Castelcovati, il 27 maggio di 800 anni fa l’affrancazione da Brescia

L’Assessorato alla Cultura pubblica un video commemorativo
Ritratto di roberto parolari

Il 27 maggio 2020 ricorre una data molto importante per la storia di Castelcovati e della sua popolazione: l’ottocentesimo anniversario della affrancazione del paese dal Comune di Brescia. Non si tratta di un atto di nascita e neppure della data della sua fondazione, visto che già intorno all’anno mille, secondo quanto riportato nelle scritture custodite nel monastero di Rodengo, esisteva un agglomerato abitato che era denominato Villa e che era stato edificato nella campagna di Santa Maria, confinante con Dunello (l’antico Comezzano). 
Il 27 maggio del 1220 il Podestà del Comune di Brescia Oberto Gambara decise di affrancare Villa da ogni dazio: l’agglomerato era allora rappresentato da un piccolo castello o cascinale fortificato, di proprietà delle famiglie clarensi Masperoni e Covati, e da un villaggio. Godendo delle immunità comunali e dei privilegi fiscali, libero da ogni dazio, il piccolo borgo ha assunto il nome di Villafranca. Solo nei decenni successivi sarà chiamato Castrum Covatorum o Castel di Covati, probabilmente per l’ascesa dell’importanza della famiglia Covati. Nella stessa data fu affrancato anche Castrezzato.  
Nel gennaio del 2013 l’istituto comprensivo “M. L. King”, con il patrocinio dell’Amministrazione comunale e della Provincia, pubblicò il lavoro “La tua storia è la nostra memoria” che racconta la nascita e l’evoluzione della comunità Covatese. Già alla fine anni ’80 il maestro Giacomo Massenza aveva raccolto in un saggio le sue ricerche storiche su Castelcovati, uno studio diventato da allora un punto di riferimento imprescindibile per chiunque voglia raccontare la storia del paese.

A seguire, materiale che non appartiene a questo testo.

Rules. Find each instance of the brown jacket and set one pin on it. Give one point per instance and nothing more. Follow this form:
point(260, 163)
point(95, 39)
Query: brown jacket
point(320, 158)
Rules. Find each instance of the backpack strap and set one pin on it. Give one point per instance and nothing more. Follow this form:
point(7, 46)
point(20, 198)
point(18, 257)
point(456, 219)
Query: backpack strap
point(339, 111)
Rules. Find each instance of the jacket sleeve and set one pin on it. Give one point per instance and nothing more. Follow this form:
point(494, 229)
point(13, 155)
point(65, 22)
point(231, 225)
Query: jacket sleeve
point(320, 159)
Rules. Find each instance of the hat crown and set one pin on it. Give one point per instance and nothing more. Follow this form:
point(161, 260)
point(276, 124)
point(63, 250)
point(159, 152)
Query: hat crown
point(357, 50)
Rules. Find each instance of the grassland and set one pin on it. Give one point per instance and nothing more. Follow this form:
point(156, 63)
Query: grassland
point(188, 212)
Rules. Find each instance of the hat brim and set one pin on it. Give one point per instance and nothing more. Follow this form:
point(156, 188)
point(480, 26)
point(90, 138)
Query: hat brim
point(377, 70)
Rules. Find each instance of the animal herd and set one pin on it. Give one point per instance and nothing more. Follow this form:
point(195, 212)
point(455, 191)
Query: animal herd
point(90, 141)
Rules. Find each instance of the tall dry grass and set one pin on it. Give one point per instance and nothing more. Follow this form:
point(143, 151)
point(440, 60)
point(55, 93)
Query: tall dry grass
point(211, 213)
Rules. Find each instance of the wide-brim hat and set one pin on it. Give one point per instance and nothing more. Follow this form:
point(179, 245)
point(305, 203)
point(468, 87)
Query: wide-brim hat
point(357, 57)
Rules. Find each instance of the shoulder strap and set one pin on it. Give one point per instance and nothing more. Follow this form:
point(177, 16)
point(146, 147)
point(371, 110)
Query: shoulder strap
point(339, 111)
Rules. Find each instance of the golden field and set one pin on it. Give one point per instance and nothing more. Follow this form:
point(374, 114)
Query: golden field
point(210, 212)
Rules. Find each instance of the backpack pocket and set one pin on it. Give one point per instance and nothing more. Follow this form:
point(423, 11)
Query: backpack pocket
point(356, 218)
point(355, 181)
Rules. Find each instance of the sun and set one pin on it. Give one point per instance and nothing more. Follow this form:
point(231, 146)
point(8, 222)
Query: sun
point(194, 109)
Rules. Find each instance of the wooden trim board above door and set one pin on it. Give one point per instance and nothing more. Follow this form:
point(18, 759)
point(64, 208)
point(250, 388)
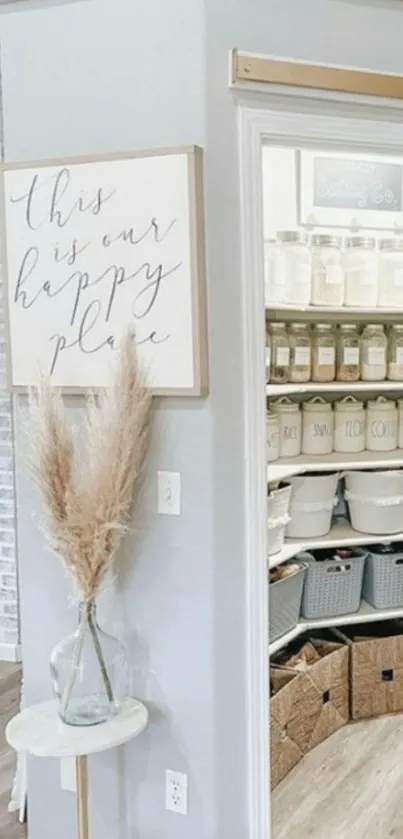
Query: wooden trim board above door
point(247, 67)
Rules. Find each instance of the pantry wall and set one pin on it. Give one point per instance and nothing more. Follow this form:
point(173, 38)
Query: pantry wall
point(350, 422)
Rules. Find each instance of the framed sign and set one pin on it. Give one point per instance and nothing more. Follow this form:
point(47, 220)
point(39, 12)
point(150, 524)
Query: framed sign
point(94, 246)
point(337, 190)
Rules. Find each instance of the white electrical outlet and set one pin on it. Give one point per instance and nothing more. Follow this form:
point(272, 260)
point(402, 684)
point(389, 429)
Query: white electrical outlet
point(176, 792)
point(169, 493)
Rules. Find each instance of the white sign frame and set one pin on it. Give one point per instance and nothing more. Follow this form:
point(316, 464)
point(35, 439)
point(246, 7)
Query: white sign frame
point(199, 384)
point(310, 215)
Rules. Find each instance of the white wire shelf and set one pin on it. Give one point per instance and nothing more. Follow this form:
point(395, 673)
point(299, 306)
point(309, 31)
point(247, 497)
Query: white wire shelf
point(334, 462)
point(341, 535)
point(366, 614)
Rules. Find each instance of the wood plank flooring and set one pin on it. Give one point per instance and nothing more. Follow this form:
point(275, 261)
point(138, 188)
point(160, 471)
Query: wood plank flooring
point(10, 687)
point(349, 787)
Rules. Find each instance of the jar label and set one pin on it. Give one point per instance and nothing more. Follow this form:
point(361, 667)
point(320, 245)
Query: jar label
point(376, 355)
point(302, 356)
point(283, 356)
point(368, 276)
point(326, 355)
point(334, 275)
point(351, 355)
point(303, 274)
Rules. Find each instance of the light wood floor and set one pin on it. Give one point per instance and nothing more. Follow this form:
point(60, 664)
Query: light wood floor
point(10, 685)
point(349, 787)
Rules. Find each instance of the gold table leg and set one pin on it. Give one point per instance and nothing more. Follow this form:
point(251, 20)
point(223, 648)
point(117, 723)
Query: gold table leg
point(82, 796)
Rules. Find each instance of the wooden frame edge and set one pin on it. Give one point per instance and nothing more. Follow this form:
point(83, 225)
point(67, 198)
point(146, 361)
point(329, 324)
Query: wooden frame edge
point(270, 70)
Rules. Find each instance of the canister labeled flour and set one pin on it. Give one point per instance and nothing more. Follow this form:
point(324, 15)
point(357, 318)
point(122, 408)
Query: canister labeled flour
point(289, 415)
point(317, 426)
point(349, 426)
point(381, 432)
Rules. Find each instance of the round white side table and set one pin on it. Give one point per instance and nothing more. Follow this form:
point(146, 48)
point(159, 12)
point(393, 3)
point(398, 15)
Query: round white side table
point(39, 731)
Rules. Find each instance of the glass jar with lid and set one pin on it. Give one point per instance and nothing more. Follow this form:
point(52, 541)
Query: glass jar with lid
point(391, 273)
point(293, 267)
point(300, 352)
point(268, 353)
point(327, 270)
point(348, 353)
point(360, 272)
point(395, 353)
point(280, 354)
point(374, 353)
point(323, 353)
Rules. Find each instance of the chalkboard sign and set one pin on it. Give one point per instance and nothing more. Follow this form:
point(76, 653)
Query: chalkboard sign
point(94, 247)
point(357, 184)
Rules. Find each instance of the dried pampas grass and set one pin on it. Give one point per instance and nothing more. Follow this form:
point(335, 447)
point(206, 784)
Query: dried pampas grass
point(88, 496)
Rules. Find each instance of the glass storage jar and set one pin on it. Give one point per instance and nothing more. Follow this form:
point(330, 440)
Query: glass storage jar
point(395, 353)
point(323, 353)
point(293, 266)
point(381, 432)
point(348, 353)
point(391, 273)
point(327, 271)
point(289, 415)
point(300, 352)
point(280, 354)
point(373, 353)
point(271, 293)
point(360, 272)
point(268, 353)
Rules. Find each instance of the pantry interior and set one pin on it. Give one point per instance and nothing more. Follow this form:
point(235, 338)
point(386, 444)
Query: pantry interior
point(333, 286)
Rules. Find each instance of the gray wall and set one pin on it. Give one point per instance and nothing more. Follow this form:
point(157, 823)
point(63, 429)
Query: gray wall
point(103, 75)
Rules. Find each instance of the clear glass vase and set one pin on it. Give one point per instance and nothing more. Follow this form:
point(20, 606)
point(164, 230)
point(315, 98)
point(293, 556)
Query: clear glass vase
point(89, 672)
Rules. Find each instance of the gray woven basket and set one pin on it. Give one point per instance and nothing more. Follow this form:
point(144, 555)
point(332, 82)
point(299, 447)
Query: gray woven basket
point(383, 580)
point(285, 603)
point(332, 588)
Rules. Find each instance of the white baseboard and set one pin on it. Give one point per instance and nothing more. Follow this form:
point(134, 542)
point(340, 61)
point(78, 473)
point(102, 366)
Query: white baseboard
point(10, 652)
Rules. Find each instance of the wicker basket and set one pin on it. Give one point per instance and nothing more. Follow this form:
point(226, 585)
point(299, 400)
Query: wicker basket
point(285, 603)
point(332, 587)
point(383, 580)
point(376, 670)
point(308, 706)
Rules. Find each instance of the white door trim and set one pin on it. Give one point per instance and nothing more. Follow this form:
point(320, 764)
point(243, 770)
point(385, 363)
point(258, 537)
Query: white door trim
point(299, 122)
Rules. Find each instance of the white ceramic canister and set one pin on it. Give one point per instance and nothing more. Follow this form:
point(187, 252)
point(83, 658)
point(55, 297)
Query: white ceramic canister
point(349, 426)
point(381, 432)
point(317, 426)
point(400, 424)
point(272, 437)
point(289, 415)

Tornando all’ottocentesimo anniversario dell’affrancazione, l’Amministrazione comunale e l’assessore alla Cultura e all’Istruzione Samuele Pedergnani hanno pubblicato un video commemorativo che riprende, dall’ex acquedotto comunale della piazza, l’alba che la mattina del 27 maggio scorso ha risvegliato Castelcovati per ricordare «la ricorrenza nell’auspicio che un nuovo sole possa sorgere e che una luce nuova si diffonda dopo i mesi di buio che abbiamo vissuto». Un video accompagnato dalle note di “Here comes the sun” dei Beatles.
Il 20 aprile scorso l’Assessorato alla Cultura per festeggiare un’altra importante ricorrenza storica del paese, i 350 anni della Torre Civica, aveva pubblicato un video che ne raccontava brevemente la storia realizzato con l’ausilio di alcune immagini inedite della rimozione delle campane per il restauro del 2003, messe a disposizione da un cittadino.